Creating predisposition to buy
Sarah King, global head of brand insights division at Kantar, says while trust has always been important, today it is more important than ever. “Trust is part of our predisposition to buy and rests on three elements,” she explains.
- Reliability. “This is the brand promise reliable performance repeatably to the consumer,” she says.
- Insight (and empathy). “To enable the brand to make better offers. This is more important in some categories than others,” she says.
- Motive. “We are more likely to trust people who we think have fairness appreciation,” she says.
Trust today in the post-truth society we are living in has made it an important currency. “Trust as an outcome of what your brand did is not good enough anymore; brands need to work harder at trust,” she says.
To achieve this, she outlined the three I’s of trust:
- Integrity – “The golden thread of your brand, this is the consistent experiences across the brand journey.
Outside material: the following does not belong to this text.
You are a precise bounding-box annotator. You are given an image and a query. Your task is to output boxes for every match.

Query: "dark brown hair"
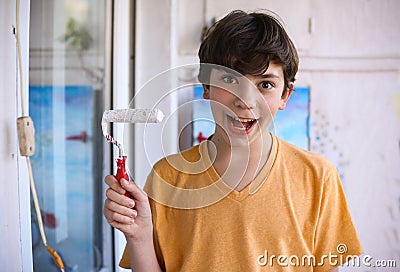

Nando’s and Discovery are two brands that do this very well,” she says.
- Identification – “Your brand must have something in common with consumers. This is the most human element of the three I’s and is about giving a face to the brand, but also about making yourself vulnerable,” she says.
- Inclusion – “This is about respect and sharing power. It can be collaborating with your competitors to work together to find solutions in your category to give consumers a better offering,” she says.
Creating a strong brand
Ivan Moroke, CEO South Africa, Insights Division, Kantar, gave five key insights to what makes a valuable brand:
- Strong brands are resilient. “Strong brands generate superior shareholder returns and cushion risk in difficult times. For example, the Top 30 are holding value better than any other aspects of the South African economy,” he states.
- Difference makes the difference. “By and large, South African brands are not distinct enough in the eyes of consumers and the country ranks below most countries in this regard.”
- Creating value. “Value is still the new black. The Top 30 top scorers also innovate well.”
- Build meaning beyond the rational. “South Africa scores well in functional meaning, but is behind in emotional meaning, and brands need to work harder to create emotional engagement with the consumer.”
- Communication. “This links to point number four, but while we do not build meaning beyond the rational enough, we over-index in humour in our communication and do not provide enough information to consumers. The functional and emotional need to work together.” he says.